The next step after we assign cluster segment for each customer is profiling the different segments and identify the difference between them. For the LRFMP metrics we will calculate the mean while for the monetary value for each product line we will use median. The reason for using median is that since median reflect the middle value of the distribution, if 50% or more customers has monetary value of 0 then the median will be 0. If we insisted on using mean the monetary value wil not be 0 but close to it, making it harder to read and interpret.

The following is the character for each of our segments.

Code

df_out %>% 
  group_by(cluster) %>% 
  summarise(count_member = n_distinct(customer_id),
            across(frequency:periodicity, mean),
            across(Mountain:Other, median)
            ) %>%
  mutate(percent_member = count_member/sum(count_member)) %>% 
  relocate(percent_member, .after = count_member) %>% 
  arrange(desc(count_member)) %>% 
  
  # format the number
  mutate_at(vars(contains("percent")), percent) %>% 
  mutate_if(is.numeric, function(x) x %>% 
              round(digits = 1) %>% 
              comma()
            )

ABCDEFGHIJ0123456789

cluster <chr>	count_member <chr>	percent_member <chr>	frequency <chr>
5	695	20.19%	6.9
3	649	18.85%	5.5
7	637	18.50%	7.1
8	419	12.17%	4.0
4	366	10.63%	6.6
1	329	9.56%	3.6
6	228	6.62%	2.8
2	120	3.49%	6.6

Based on the product preference, we can identify several segments that buy certain product line. These 3 clusters has almost similar LRFMP metrics but differ in their product preference:

Cluster 2: Buy Other Product: This small segment is the only segment that has significant number of customers who purchased Other product line.
Cluster 4 : Buy Mountain: This segment of customer buy has significant number of customers who purchased Mountain product line.
Cluster 7 : Buy Touring: This segment of customer buy has significant number of customers who purchased Touring product line.

The above clusters has similar LRFMP model with the Cluster 5: Most Loyal with the only difference is that cluster 5 doesn’t particulary has high number of customer who buy product line other than Road and Standard.

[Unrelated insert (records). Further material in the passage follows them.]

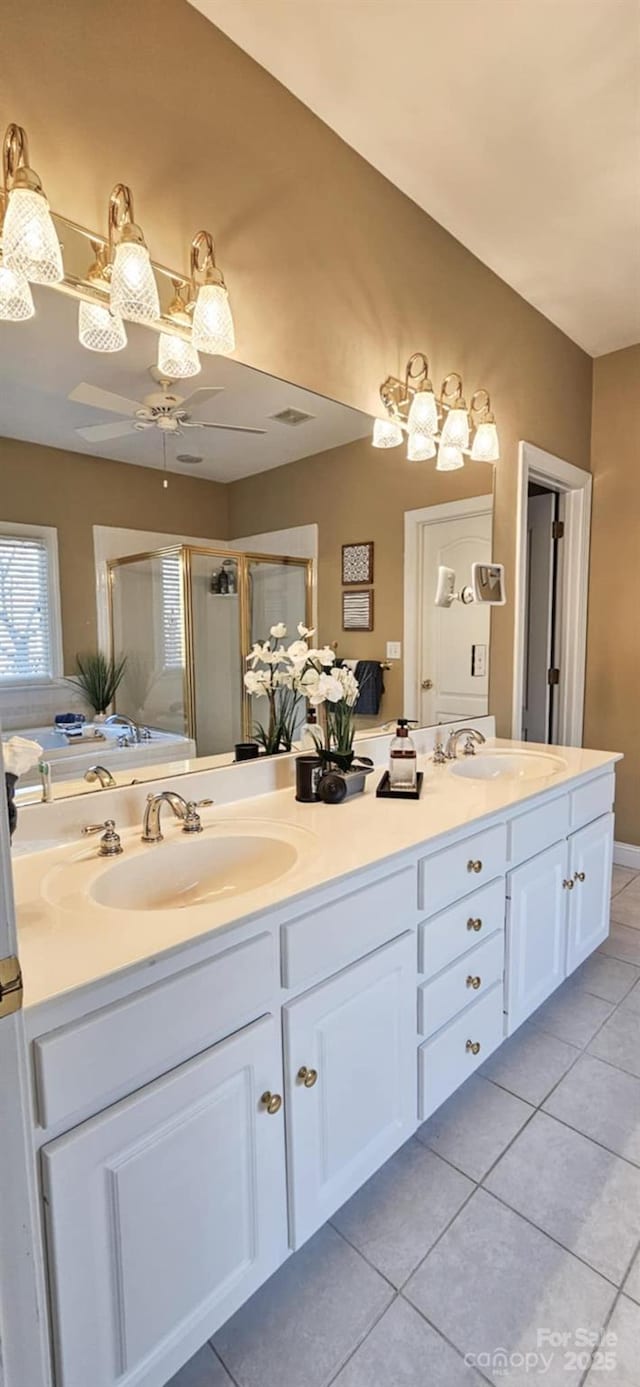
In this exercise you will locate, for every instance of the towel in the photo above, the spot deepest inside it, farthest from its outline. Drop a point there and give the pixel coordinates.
(368, 674)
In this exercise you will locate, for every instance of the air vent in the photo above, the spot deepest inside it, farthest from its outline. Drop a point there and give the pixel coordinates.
(292, 418)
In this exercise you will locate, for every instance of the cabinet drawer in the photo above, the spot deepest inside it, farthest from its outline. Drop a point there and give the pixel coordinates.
(592, 800)
(454, 871)
(85, 1065)
(342, 931)
(458, 928)
(460, 985)
(531, 834)
(444, 1061)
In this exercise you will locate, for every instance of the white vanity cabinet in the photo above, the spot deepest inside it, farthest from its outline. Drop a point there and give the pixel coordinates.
(350, 1053)
(165, 1212)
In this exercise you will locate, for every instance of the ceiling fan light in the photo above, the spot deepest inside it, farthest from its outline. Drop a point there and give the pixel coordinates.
(449, 458)
(29, 239)
(133, 289)
(213, 321)
(99, 329)
(177, 357)
(15, 297)
(456, 429)
(386, 433)
(486, 447)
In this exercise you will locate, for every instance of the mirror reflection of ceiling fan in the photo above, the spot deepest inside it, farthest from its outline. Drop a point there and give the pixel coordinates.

We can also oberserve that Cluster 3: Low End Buyer tends to buy Road and Standard product line with lower price compared to other segments. The segment Cluster 1: Hibernating is still observed, with customers who on average has last recent visit around 5 months ago based on their Recency value and we see that they also tends to buy Road and Standard product line with lower price compared to other segments.

Visualize Cluster

Let’s try to visualize the cluster. We can see that most of the clusters are still overlapping since the PC1 and PC2 only provide around 40% of information so the plot is not very informative.

Code

autoplot(k_clust, 
         data = df_scaled_clean_2, 
         colour = 'cluster', 
         size = 2, 
         alpha = 0.5,
         loadings = T, 
         loadings.label = T, 
         loadings.label.size = 4
         ) +
  theme_minimal()

Conclusion

We have learned how to identify retail customers using K-Means clustering algorithm using the LRFMP model and the customer’s product purchases. Using the LRFMP model we can identify that we have a very loyal customers with high frequency of visit and also some customers who hasn’t visit our store in a quite long time. By intregrating the LRFMP model and the customer’s product purchases, we can identify customers in a more detailed segment, especially for their product preferences. This will be important for the marketing and the business as a whole since we can target specific customer based on their preference, thus giving them more personalized promotion and offers.